Impact of adding a column with LLMs?

2c17e0fe21fe49c8714d · December 17, 2024, 6:59am

I am building a pipeline where one step I have adding is using an LLM to create a column based on two other columns.

Prior to this step, my sample dataset has 38 rows. However, applying this change leads to 20 rows, where only unique values from the other two columns are available.

Here is a simplified example of what I’m seeing:

Original Dataset:

Column 1 | Column 2
A | B
A | B
C | B

New Dataset:

Column 1 | Column 2 | Generated Column
A | B | D
C | B | E

For the LLM processing step, I am using a custom prompt that references the two columns (in the case above, ‘Column 1’ and ‘Column 2’). Is there a reason this is happening?

mai125 · December 17, 2024, 8:00am

Hi! Thanks for the explanations. How are you sending the data to the LLM (are you using a udf?)?

2c17e0fe21fe49c8714d · December 17, 2024, 3:10pm

I’m using an LLM node within Pipeline Builder with a custom-written prompt. To reference data, I selected the two relevant columns in an input box that says “Provide input data.”

I also tried adding the primary key for the dataset in this input box, but that didn’t fix the issue.

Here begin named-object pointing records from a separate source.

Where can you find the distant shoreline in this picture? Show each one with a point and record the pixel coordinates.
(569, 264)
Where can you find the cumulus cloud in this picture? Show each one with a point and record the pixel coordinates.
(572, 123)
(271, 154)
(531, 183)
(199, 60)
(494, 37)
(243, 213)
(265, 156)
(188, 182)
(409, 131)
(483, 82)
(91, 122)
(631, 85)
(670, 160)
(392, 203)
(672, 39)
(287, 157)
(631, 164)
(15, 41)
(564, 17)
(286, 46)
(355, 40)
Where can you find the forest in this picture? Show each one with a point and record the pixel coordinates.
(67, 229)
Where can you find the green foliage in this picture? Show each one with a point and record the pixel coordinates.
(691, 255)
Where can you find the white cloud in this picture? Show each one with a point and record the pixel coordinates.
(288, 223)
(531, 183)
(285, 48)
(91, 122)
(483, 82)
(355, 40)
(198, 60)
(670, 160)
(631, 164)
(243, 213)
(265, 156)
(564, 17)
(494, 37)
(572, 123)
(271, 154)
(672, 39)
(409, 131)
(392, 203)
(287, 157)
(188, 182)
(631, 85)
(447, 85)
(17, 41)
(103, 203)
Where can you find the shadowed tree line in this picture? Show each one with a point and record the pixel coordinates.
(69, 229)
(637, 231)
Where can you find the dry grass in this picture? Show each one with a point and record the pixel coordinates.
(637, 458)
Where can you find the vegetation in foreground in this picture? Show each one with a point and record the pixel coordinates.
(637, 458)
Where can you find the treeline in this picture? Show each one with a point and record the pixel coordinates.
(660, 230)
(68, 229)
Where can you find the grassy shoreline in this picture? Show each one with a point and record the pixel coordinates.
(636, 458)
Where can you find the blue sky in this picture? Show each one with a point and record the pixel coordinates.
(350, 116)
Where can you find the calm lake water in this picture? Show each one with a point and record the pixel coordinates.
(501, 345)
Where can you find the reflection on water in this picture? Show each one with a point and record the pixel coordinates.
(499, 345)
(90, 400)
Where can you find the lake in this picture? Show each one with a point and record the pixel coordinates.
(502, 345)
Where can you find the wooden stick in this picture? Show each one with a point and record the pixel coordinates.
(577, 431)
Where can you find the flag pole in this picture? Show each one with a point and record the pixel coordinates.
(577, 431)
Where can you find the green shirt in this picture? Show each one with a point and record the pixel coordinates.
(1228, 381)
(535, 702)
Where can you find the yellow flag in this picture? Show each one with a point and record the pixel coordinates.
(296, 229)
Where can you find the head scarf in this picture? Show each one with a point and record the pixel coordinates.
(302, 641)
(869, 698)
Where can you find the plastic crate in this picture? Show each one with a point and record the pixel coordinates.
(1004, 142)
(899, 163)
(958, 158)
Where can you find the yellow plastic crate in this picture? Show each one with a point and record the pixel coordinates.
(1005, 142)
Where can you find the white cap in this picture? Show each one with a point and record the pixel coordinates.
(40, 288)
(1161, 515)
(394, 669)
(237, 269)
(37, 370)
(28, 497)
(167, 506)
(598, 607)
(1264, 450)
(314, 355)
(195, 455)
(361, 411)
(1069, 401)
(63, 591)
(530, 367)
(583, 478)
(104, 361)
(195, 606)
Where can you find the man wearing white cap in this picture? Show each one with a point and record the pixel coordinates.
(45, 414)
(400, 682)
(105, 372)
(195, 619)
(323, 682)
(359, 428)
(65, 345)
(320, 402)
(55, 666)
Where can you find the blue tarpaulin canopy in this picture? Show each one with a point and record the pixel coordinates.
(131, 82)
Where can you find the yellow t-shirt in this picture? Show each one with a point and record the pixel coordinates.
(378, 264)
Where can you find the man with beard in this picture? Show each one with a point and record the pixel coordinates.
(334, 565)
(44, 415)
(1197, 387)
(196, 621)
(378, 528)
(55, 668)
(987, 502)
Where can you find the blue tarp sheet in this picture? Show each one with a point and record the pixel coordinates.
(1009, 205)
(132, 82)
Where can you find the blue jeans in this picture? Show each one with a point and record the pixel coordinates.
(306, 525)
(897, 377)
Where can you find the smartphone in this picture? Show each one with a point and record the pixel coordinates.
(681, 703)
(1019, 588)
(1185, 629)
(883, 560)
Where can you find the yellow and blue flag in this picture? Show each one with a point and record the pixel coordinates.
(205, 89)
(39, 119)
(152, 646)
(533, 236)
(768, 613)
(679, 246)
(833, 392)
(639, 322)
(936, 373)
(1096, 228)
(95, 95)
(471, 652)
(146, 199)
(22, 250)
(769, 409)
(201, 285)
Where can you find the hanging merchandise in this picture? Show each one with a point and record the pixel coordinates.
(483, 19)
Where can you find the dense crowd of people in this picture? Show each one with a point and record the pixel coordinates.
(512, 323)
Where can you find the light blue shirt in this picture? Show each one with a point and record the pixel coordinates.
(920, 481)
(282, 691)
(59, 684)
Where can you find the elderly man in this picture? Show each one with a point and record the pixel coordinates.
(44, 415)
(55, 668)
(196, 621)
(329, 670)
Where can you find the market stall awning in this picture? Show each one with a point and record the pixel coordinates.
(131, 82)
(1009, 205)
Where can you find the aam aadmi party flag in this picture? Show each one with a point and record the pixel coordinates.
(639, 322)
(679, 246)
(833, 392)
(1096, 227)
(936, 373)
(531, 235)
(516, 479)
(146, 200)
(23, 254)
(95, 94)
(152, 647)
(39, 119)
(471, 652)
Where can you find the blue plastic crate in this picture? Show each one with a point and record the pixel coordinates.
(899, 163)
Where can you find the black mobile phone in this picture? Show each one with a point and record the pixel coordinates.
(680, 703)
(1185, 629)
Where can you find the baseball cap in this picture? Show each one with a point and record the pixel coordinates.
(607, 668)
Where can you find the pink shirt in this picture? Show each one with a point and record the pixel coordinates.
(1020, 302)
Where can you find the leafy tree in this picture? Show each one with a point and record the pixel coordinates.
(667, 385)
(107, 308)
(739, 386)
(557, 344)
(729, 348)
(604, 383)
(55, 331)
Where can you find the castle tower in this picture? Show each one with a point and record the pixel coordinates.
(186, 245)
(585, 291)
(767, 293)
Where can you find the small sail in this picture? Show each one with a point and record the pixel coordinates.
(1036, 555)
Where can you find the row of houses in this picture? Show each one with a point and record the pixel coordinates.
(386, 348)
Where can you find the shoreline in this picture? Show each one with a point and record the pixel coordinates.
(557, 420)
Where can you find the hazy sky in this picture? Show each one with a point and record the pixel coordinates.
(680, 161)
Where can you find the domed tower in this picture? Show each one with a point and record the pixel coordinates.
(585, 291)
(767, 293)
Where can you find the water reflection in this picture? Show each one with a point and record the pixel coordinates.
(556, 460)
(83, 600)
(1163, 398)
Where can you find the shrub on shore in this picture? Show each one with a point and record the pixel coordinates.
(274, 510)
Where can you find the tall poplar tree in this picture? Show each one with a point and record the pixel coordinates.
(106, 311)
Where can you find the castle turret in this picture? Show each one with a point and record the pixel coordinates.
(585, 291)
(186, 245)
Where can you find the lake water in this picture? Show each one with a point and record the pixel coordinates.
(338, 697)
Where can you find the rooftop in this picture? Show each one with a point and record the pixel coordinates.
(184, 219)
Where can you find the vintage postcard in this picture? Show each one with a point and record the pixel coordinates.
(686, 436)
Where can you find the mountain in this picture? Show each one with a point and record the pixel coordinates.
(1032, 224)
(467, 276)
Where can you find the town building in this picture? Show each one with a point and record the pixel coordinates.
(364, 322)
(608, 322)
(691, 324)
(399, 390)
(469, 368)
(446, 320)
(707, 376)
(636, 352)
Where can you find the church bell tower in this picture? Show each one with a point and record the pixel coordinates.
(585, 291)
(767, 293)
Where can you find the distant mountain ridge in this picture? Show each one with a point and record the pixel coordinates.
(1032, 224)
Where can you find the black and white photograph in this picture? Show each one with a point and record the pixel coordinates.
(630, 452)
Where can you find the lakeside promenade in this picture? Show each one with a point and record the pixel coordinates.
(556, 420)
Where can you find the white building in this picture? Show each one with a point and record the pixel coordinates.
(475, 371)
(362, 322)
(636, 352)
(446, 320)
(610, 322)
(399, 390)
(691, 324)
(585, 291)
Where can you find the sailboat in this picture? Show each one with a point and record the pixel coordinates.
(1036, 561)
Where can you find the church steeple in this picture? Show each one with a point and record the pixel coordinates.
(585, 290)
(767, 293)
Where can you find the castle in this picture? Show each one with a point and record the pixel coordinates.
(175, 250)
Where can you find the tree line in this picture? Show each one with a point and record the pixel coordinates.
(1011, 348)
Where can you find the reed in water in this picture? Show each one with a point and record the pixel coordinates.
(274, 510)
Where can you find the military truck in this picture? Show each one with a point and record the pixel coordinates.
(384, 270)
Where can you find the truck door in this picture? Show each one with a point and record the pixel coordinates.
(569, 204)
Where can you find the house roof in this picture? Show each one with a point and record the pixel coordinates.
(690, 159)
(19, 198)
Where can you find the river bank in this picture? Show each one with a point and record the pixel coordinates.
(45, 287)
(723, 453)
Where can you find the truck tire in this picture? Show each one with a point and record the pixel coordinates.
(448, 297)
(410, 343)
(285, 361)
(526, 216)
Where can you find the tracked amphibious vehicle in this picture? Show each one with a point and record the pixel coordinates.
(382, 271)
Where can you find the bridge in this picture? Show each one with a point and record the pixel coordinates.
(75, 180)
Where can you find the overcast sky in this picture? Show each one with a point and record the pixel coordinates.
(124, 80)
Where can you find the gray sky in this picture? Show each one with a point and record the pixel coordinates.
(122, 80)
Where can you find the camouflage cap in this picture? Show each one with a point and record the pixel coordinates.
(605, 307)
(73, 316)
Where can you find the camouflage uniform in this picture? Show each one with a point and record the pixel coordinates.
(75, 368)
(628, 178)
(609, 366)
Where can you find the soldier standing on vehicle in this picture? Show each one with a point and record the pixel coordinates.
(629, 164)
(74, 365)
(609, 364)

mai125 · December 17, 2024, 3:54pm

what is your prompt? I assume you used the Empty prompt. under Advanced settings, you can also select skipping recalculating the ones that are repeating.
you can also calculate how many times a row appears in a new variable and after the Use LLM block, you can explode by that variable

2c17e0fe21fe49c8714d · December 17, 2024, 5:40pm

Here is the prompt I am using:

You are a [general description of LLM role]. You must determine [generated column description]. Give me a single number.

I tried the first solution previously and it didn’t work, and the second solution doesn’t work for me as there are other columns in my dataset.

I experimented with my dataset and realized that the issue is not with unique values for the two columns I am referencing. Instead, the “Use LLM” node appears to be dropping rows, seemingly by random choice. Is there something behind-the-scenes that could be causing this issue?

mai125 · December 17, 2024, 7:22pm

It should not, unless you have a filter before/after the block. If you create a new column that is the row number and input it to the LLM, do you still get the same issue? i have tried to replicate the problem, but the rows are not dropped when previewing the Use LLM block

2c17e0fe21fe49c8714d · December 17, 2024, 8:28pm

I just checked it out and it looks like I’m getting the final output I want.

My original dataset had 38 rows (based on “Calculate Row Count”). After the LLM processing step, the dataset had 20 rows (again, based on “Calculate Row Count”).

However, the final output (which I set to create an object instance for each row in the final dataset) has 38 entries in its backing datasource. The data appear to be correct.

deank · December 19, 2024, 11:03am

What I think happens is that when you use the LLM node, the output preview is far less than the original row count. I am guessing that the preview is not going to waste tokens on LLM output until you deploy the pipeline. Then it will compute whatever you are doing on every row.

2c17e0fe21fe49c8714d · December 19, 2024, 3:48pm

That’s what I was thinking too, but even the “Calculate Row Count” feature was giving me inaccurate counts (20 vs 38).

system · February 17, 2025, 3:49pm

This topic was automatically closed 60 days after the last reply. New replies are no longer allowed.